E quindi il venditore di parei colorato e islamico in Costa Smeralda è malvisto a differenza del compratore di spiagge colorato e islamico ma esponente dinastico degli emirati.

Altrettanto, è perfino banale dirlo, fanno le ultime misure governative nel contesto del prolungamento dell’emergenza, selezionando accuratamente chi fa scalo nei nostri porti a seconda, più che della stazza, del pescaggio, del tonnellaggio, del ceto dichiarato dei passeggeri, accogliendo entusiasticamente i forzati delle crociere che si affacciano festosamente dei ponti delle navi condominio facendosi i selfie davanti al Giglio e a San Marco, mentre vengo respinti irremovibilmente quelli che arrivano già disperati, certamente più di quanto lo saranno gli ospiti di Costa Crociere dopo il salassi di extra che rappresenta il vero business dei nuovi corsari.
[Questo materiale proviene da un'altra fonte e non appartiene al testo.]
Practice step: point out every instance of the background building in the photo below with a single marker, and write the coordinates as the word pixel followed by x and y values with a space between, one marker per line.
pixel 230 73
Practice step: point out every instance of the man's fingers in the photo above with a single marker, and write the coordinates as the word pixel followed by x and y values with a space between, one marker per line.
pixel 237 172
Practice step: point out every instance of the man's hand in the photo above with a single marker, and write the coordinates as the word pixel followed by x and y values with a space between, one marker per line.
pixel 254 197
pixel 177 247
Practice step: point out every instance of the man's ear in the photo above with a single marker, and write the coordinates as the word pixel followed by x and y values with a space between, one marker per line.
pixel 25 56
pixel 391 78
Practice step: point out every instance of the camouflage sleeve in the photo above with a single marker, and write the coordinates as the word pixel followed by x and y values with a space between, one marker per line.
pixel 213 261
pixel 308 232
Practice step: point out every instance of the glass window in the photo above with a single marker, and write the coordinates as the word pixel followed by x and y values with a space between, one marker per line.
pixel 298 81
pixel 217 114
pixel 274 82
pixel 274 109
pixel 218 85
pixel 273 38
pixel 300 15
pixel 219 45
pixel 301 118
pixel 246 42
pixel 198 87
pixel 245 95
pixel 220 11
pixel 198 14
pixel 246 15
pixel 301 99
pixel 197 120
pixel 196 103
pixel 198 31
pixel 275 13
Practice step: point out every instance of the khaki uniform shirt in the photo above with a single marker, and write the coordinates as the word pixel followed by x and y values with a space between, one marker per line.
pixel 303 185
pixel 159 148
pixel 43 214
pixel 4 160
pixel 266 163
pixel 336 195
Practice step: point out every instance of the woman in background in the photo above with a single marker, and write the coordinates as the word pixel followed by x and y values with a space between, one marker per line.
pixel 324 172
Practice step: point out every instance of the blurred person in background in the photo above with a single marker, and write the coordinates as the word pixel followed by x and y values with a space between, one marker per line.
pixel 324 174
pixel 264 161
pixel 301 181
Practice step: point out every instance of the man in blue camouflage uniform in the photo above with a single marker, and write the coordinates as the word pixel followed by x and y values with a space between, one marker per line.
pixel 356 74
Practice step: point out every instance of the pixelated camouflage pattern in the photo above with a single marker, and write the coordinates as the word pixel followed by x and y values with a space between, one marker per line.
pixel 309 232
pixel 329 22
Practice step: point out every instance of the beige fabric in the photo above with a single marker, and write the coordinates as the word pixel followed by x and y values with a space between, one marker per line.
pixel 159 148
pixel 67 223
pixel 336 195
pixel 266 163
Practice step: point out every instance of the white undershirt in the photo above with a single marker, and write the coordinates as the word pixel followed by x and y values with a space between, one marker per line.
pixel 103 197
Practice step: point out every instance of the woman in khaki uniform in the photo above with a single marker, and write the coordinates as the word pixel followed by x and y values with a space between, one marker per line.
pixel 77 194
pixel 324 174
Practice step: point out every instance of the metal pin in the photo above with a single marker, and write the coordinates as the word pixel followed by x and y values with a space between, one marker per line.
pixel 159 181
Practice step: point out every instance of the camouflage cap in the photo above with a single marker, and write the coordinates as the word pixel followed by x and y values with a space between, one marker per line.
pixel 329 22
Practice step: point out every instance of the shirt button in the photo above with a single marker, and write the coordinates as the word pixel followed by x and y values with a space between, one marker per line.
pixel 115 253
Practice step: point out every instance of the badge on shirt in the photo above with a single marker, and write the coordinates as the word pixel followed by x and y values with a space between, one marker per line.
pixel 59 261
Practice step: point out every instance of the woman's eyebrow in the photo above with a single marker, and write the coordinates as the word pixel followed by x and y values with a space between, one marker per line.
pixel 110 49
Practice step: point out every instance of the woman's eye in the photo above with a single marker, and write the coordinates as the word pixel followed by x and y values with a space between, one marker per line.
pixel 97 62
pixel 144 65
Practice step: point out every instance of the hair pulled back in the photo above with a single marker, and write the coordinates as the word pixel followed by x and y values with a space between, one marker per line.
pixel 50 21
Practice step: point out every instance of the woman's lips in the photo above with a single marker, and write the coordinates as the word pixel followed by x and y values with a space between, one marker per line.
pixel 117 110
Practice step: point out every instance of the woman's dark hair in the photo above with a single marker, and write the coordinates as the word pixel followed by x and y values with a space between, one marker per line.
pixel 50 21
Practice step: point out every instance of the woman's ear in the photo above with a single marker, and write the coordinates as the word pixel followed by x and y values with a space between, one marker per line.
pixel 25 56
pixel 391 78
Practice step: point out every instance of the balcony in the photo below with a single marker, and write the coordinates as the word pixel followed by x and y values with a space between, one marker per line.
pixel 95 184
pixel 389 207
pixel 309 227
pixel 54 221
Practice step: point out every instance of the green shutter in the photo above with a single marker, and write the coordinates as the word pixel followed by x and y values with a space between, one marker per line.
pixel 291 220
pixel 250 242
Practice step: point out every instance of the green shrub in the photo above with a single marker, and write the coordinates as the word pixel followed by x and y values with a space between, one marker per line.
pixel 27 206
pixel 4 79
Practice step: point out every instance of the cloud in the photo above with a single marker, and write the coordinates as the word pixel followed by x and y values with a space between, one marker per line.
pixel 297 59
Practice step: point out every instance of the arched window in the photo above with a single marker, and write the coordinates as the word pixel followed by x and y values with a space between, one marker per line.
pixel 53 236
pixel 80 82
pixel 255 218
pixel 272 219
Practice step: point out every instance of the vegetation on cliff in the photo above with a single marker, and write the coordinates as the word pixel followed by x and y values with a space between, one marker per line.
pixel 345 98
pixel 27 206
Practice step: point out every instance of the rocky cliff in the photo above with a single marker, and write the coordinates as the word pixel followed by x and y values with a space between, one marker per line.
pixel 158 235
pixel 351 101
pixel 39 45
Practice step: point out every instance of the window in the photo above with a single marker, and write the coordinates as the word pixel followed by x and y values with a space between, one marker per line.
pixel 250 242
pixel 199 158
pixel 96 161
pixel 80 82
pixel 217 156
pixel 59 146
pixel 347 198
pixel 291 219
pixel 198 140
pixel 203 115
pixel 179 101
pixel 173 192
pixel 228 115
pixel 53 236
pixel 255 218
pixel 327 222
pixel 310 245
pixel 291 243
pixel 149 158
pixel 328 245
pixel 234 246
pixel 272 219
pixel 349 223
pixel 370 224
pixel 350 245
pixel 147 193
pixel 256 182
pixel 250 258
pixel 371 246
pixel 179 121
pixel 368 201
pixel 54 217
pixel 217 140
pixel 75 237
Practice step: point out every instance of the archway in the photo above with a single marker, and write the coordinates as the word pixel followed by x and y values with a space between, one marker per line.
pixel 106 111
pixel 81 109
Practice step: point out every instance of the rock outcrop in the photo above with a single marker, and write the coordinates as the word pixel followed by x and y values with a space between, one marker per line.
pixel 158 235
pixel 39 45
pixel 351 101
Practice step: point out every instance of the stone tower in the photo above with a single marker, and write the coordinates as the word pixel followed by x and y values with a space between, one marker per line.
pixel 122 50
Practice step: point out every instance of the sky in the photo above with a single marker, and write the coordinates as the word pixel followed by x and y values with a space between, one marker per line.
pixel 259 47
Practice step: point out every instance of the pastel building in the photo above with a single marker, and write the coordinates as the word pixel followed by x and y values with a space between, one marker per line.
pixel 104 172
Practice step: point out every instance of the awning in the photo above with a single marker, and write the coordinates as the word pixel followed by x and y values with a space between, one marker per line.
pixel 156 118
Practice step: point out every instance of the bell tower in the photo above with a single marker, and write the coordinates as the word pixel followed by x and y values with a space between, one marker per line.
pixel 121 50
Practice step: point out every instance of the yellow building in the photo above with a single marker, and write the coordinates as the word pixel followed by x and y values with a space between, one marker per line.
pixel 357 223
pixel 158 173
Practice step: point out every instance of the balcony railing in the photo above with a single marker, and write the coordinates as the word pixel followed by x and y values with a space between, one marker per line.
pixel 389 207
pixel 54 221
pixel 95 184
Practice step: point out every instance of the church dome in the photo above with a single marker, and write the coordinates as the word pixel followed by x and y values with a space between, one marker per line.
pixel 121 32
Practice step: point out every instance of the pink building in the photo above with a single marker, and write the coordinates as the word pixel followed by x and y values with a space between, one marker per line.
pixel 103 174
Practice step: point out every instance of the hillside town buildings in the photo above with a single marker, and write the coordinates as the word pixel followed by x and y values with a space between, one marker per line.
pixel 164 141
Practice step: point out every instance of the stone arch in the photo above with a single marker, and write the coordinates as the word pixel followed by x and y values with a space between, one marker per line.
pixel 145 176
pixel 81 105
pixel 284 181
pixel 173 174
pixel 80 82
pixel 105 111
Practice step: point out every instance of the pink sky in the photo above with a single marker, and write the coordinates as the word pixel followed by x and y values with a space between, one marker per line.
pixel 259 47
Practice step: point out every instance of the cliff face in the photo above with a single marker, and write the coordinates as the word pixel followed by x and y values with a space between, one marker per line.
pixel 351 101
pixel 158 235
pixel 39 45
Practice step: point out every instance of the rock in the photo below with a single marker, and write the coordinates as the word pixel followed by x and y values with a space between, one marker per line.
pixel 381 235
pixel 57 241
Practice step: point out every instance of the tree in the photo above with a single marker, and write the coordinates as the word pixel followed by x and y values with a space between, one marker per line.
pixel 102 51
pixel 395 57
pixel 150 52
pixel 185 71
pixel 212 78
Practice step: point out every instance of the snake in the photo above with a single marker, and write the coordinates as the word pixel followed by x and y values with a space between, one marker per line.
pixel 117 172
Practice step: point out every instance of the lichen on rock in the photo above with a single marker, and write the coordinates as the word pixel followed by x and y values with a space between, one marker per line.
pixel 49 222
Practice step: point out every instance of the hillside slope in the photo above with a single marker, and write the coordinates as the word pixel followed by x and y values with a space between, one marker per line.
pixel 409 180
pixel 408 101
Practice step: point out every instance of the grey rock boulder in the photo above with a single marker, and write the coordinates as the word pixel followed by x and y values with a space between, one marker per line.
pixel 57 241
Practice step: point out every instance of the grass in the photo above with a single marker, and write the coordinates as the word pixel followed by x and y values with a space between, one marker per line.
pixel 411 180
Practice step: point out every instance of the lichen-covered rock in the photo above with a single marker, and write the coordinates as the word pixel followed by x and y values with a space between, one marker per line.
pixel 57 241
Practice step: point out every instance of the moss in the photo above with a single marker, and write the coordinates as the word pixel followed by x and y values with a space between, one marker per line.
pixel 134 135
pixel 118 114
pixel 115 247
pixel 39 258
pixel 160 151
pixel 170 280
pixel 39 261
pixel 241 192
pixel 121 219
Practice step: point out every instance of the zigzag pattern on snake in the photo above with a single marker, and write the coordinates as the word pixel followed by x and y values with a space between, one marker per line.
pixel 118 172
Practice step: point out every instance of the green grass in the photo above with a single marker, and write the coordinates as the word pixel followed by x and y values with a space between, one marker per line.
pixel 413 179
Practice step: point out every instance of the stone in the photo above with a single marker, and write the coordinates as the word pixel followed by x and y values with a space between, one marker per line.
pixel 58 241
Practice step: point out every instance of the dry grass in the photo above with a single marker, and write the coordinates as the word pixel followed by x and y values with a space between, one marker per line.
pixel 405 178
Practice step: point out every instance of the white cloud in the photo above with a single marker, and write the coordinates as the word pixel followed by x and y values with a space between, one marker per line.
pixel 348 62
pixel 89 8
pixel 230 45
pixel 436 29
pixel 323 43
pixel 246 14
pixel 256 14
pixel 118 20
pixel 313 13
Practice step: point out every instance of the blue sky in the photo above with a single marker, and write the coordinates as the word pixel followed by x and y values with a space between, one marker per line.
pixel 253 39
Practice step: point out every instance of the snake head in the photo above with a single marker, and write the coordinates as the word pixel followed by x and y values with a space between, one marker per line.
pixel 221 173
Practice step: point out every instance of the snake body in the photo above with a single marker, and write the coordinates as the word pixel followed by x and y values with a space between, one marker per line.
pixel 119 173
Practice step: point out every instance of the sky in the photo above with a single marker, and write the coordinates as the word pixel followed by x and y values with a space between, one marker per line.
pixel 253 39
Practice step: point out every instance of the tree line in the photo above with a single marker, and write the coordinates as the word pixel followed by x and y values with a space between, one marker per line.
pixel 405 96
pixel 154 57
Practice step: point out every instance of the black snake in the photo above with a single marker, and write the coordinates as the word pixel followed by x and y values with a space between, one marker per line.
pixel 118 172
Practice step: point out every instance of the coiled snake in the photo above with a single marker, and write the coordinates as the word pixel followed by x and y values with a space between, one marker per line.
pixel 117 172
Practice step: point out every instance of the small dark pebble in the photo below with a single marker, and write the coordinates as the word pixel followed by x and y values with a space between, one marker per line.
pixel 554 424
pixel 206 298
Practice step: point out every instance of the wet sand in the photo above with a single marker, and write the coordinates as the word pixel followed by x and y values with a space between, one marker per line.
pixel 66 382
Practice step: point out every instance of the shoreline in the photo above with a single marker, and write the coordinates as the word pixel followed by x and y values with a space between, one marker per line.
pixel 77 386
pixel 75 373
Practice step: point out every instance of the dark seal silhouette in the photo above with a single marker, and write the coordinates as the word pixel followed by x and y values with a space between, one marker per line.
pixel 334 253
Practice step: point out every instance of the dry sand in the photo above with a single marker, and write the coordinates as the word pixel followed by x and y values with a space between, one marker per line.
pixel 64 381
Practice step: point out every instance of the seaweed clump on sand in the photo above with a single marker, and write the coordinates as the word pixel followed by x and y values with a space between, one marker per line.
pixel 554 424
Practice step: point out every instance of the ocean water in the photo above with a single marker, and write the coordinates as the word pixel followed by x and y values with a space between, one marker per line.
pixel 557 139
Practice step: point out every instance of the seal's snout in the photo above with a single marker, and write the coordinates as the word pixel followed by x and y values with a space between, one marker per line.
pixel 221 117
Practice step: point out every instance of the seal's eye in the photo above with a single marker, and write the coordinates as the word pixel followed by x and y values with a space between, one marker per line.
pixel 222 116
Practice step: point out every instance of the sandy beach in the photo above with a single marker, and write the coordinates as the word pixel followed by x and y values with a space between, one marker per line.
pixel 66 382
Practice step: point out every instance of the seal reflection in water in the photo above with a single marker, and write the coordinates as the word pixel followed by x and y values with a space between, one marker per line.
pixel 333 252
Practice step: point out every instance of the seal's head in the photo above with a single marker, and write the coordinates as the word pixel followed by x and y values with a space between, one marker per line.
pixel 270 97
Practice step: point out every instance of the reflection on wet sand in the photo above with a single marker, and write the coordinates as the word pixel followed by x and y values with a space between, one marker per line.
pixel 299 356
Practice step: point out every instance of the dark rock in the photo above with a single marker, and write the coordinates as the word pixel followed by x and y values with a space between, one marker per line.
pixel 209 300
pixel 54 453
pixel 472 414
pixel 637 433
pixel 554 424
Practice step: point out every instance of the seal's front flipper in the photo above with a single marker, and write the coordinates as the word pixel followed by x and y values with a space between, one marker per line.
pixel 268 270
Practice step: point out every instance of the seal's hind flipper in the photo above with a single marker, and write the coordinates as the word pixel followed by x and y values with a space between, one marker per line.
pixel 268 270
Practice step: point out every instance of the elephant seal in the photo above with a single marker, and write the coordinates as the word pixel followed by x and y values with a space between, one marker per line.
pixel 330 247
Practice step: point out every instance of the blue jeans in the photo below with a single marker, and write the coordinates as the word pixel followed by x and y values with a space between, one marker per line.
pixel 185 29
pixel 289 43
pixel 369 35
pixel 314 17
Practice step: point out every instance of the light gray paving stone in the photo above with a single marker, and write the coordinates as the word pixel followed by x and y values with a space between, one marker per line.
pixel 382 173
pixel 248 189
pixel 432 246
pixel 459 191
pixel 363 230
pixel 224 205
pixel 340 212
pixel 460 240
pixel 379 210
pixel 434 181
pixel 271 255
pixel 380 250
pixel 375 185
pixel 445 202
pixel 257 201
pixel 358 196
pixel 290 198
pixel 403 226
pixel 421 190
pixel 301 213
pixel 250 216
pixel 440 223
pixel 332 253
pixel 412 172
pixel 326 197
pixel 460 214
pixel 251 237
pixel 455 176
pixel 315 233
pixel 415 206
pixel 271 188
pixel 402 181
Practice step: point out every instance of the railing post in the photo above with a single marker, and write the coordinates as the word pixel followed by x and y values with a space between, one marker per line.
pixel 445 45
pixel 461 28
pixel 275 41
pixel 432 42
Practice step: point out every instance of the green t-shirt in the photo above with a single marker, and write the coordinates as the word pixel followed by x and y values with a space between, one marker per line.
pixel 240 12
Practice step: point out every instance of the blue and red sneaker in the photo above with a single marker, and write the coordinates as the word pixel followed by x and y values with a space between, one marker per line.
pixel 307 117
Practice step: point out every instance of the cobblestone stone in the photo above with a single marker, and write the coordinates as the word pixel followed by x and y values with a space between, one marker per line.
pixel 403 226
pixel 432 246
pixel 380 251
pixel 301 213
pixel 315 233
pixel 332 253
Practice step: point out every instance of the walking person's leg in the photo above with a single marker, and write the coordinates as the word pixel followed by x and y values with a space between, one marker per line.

E siccome secondo il Presidente del Consiglio del Paese dove il turismo costituisce il 13 del Pil, è arrivato il tempo “ di non pensare a nuove restrizioni, ma di sostenere una effettiva ripartenza”, le navi da crociera “devono ricominciare a viaggiareperché il turismo è un pezzo fondamentale della nostra economia”, contribuendo all’auspicato ritorno alla normalità che significa, con tutta evidenza, che bastimenti a più piani sono autorizzati a sfiorare i masegni di Piazza San Marco attraversando sfrontatamente il Bacino un tempo solcato dal Bucintoro, o che le città d’arte si debbano disporre grate e riconoscenti a essere invase da carovane di turisti ciabattoni, in fila dietro a un ombrellino, accaldati, frastornati, tuttavia compresi e convinti del diritto meritato a usare bellezza, cultura, storia come una merce da consumare frettolosamente in una triste replica dell’alienazione in fabbrica, in ufficio o alla mensa.

Mi immagino già la reazione di chi pensa che l’appartenenza alla costellazione progressista imponga di approvare il turismo di massa come una conquista popolare che la sinistra antagonista combatte per mantenere un’esclusiva in regime di monopolio del godimento del patrimonio artistico e culturale grazie all’esclusiva e elettrizzante convinzione di poter avere il mondo a propria disposizione.

Il fatto è che appena usciamo da casa siamo turisti che vogliono stare dove non ci sono altri turisti, che detestano il turismo, fenomeno accettabile finché era privilegio di pochi, prima che i bus multipiano sostituissero i vettori del Grand Tour, prima che i residenti delle città d’arte venissero assediati, espropriati e espulsi da quelle che interpretano non a torto come orde barbariche indifferenti alla cura e tutela dei loro beni. Quelli che, a leggere le cronache e a guardarsi intorno, insozzano e deturpano a fronte di benefici sempre più ridotti, posseduti da un immaginario colonizzato grazie al quale si aspettano che gli invasi si adeguino alle loro aspettative inscenando una realtà – spettacolo come figuranti e addetti di un parco tematico allestito a loro uso.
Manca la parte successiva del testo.